Tuesday, April 26, 2016

JDE Best Practice - Security

One of the most overlooked best practices when managing JDE E1 is user security. When you set up a new user inside E1 you have to assign them a password. Pretty simple, right? Unfortunately that’s not all there is to security inside E1. As shipped, JDE E1 is essentially wide open for all users and companies must develop a plan to handle all aspects of E1 security. Once the plan is in place it requires regular maintenance and adjustment as users come and go or company needs change.

Any good CNC knows that in a vanilla E1 installation, the JDE user and all the schema accounts (PRODDTA, SY900, CRPCTL, etc.) all have very well known default passwords on the database. Many times during an implementation those passwords will stay as shipped to make the process easier and the company may have the best intentions to address that problem after go-live, but that doesn’t always happen. If you don’t change these passwords, anyone with basic knowledge of E1 could access any data on your system.
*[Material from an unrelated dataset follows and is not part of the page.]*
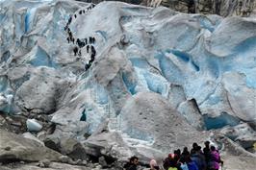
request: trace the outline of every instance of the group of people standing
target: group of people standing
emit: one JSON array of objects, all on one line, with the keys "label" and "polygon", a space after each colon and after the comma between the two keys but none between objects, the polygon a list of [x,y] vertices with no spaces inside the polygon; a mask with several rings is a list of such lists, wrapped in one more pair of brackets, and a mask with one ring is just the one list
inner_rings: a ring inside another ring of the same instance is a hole
[{"label": "group of people standing", "polygon": [[[215,146],[210,146],[206,141],[203,150],[197,143],[192,144],[189,151],[188,147],[174,151],[169,154],[162,163],[157,163],[155,159],[149,162],[149,170],[219,170],[219,164],[223,164],[218,151]],[[123,166],[124,170],[138,170],[139,158],[132,157],[130,161]]]},{"label": "group of people standing", "polygon": [[[95,5],[91,4],[89,8],[87,8],[87,10],[88,11],[91,10],[94,7],[95,7]],[[83,13],[86,13],[85,10],[80,10],[78,12],[78,14],[83,14]],[[76,19],[77,18],[77,14],[74,13],[73,15],[71,15],[68,18],[66,25],[64,26],[64,31],[67,33],[66,40],[67,40],[67,43],[71,43],[72,42],[75,45],[74,48],[73,48],[74,56],[81,57],[82,56],[82,51],[81,50],[84,47],[87,48],[87,50],[86,50],[87,53],[90,54],[90,60],[85,65],[85,69],[87,71],[90,67],[90,65],[92,64],[92,62],[95,60],[96,50],[95,50],[95,47],[93,45],[95,44],[96,39],[93,36],[89,36],[89,37],[86,37],[86,38],[75,38],[73,36],[73,34],[72,34],[70,28],[69,28],[69,25],[72,22],[72,18]]]}]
A little-known tidbit about JDE E1 database security – in versions 9.1 and older, all database users have all permissions to all tables. This means if you give someone a login directly to the database they will be able to view, change, or delete any record or any table regardless of what permissions you give that user. The only way to fix that is by running the Oracle Public Shutdown procedure.

There’s also operating system security. The physical files that reside on your E1 servers are fully accessible by default. Some of them need to be available, but many do not need to be wide-open. The most important files to protect are your INIs since they contain passwords for your key system users. Prior to tools release 9.1.4.x you had to rely on OS level security to protect those files, but in TR 9.1.4.x and above the passwords are encrypted.

Inside JDE you can control the E1 user passwords as well as other details, such as password complexity. Most CNCs already know about that, but one overlooked part of E1 security is within OMW. If a user has access to OMW they will be able to assign themselves to any project as any type of user – developer, manager, PVC administrator – the sky’s the limit! There’s no built-in security management application for OMW users, so you have to use row or application security to keep people from assigning themselves to whatever they want.


There are many other questions related to JDE E1 security that you might have and it’s likely that the answers you get will create even more questions. JDE E1 security is a very complex topic and if you require unique or specialized restrictions you’re going to need an expert.